The goal of most early technology standardisation efforts was to limit the variety of test equipment used in test solutions across the organisation. The key objective RCA achieved was the design and deployment of a modular hardware set. Modular hardware leads to higher equipment re-use, more integrated test solutions, fewer obsolete components and an easier process for technology replacement. With a large mix of products and assets that can stay in service up to 50 years, test groups in the aerospace and defence industry stand to benefit most from test systems that are more maintainable and re-usable.

Security requirements and fast-paced changes are compelling modern test organisations to go far beyond just hardware standardisation. They’re now focusing on both software layers and the practices used to develop them. Test engineering teams must begin the process of adopting and standardising on iterative software development to keep pace with product development teams and maintain project schedules in an industry that is quickly modernising.

Software as the backbone of standardisation

The RCA paper describes the process of identifying shared inputs and outputs across multiple functional components and missile programs to define the requirements of its modular hardware system. That process of identifying and separating common elements that can be addressed together is the basis of abstraction. Larger instrumentation standardisation efforts and a move towards commercial off-the-shelf technology have led to modular hardware standards like VXI, PXI, PXIe and AXIe that are used in test organisations across many industries. Standard modular hardware platforms abstract redundant elements like power supplies, cooling and user interfaces to single points within the system.

In the report ‘Design and Acquisition of Software for Defense Systems’, the Defense Science Board (DSB) states “many of the capabilities provided by our weapons systems are derived from the software of the system, not the hardware. This shift from hardware-enabled capabilities to software-enabled capabilities is increasing quickly.” Modern instrumentation increasingly includes processors and software-defined components like FPGAs. To get the most out of these modern test solutions, defining measurement systems in software is not only beneficial but necessary.

The best test software engineering teams are building abstracted test software that delivers even more benefits than abstracted hardware provides. An abstracted software platform comprises layers that perform specific functions. This allows teams to repair and upgrade each module individually while isolating other layers by maintaining the same inputs and outputs. “With dozens of legacy business lines, software standardisation has to address the history of each group,” said Mark Keith, Chief Engineer at Honeywell Aerospace. “The purpose [of abstraction] is to minimise or eliminate the need for software modifications when that obsolete hardware is replaced.

“With the rate of change in technology today, 30 years can feel like an eternity. Sometimes the best-in-class approaches of today just aren’t compatible with the best-in-class approaches of the past.”

Modern software development for test

At the pace new products and features are released in today’s market, just organising a test software architecture properly is no longer enough. The test software organisation must implement practices that drive faster and more flexible delivery to manufacturing and the customer. To deliver all the demanded features, modern software engineering teams are moving to continuous iterative software development practices like Agile.

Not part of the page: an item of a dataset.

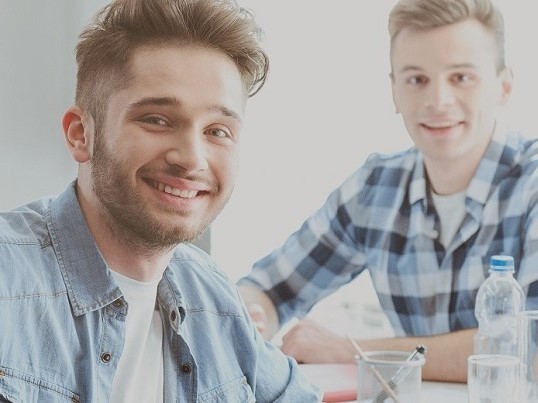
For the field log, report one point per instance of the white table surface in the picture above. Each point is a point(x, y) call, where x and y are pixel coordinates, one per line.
point(335, 377)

As stated in the DSB report, “The main benefit of iterative development is the ability to catch errors quickly and continuously, integrate new code with ease and obtain user feedback throughout the development of the application.” Iterative software development is now an industry-standard practice, and it “will help the [Department of Defense (DoD)] operate in today’s dynamic security environment, where threats are changing faster than Waterfall development can handle”.

Standardising on iterative development

Iterative software development requires a well-orchestrated team that works cooperatively and, much like the abstraction of hardware platforms and software architectures, includes shared and repeated concepts and tasks.

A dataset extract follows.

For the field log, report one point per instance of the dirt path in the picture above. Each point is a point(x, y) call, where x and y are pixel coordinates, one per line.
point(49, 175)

Teams that collaborate on code bases must agree and standardise on tools for source code control, unit test frameworks, code analysis, work management and deployment. A growing additional concern is cybersecurity. The DSB states, “Checking a software system’s code base daily keeps manageable the number of changes required to comply with a large base of cyber rules.”

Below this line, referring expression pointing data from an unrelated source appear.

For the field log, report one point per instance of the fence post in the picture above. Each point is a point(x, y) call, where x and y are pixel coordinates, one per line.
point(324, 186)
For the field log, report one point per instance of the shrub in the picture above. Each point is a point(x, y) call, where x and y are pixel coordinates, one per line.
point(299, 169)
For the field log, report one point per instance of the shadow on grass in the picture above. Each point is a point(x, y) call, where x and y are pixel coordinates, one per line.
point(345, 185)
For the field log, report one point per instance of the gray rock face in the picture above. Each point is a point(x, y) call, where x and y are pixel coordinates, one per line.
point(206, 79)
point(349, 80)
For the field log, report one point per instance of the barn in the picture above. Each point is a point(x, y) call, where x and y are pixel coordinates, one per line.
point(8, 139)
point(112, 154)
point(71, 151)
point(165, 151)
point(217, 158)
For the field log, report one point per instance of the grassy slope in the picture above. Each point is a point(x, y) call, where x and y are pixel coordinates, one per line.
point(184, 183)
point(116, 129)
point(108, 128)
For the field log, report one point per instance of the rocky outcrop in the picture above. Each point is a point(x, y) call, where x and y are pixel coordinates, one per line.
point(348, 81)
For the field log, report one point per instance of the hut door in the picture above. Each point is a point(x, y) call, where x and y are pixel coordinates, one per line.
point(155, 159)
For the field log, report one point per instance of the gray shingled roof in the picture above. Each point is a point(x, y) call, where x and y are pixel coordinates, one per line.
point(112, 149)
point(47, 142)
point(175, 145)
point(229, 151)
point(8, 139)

In the report ‘Contracting Strategy for F-22 Modernization’, the Inspector General of the DoD states, “According to a Program Office official, the DoD is at risk of losing its technological edge against US adversaries and it needs to find innovative ways to bring capabilities to the warfighters faster.” Aerospace and defence is not the only industry in which test teams are struggling to deliver better technology to market faster. Iterative development is a proven method for accelerating technology development across multiple industries.

While test engineering teams have been focusing on hardware standardisation and tiered software architectures, R&D organisations have moved towards iterative product development. All aspects of standardisation are important and valuable to test organisations, but standardisation must be refined to work with the engineering practices under development today. Test organisations that adopt Agile software development practices are poised to capitalise on this approaching opportunity.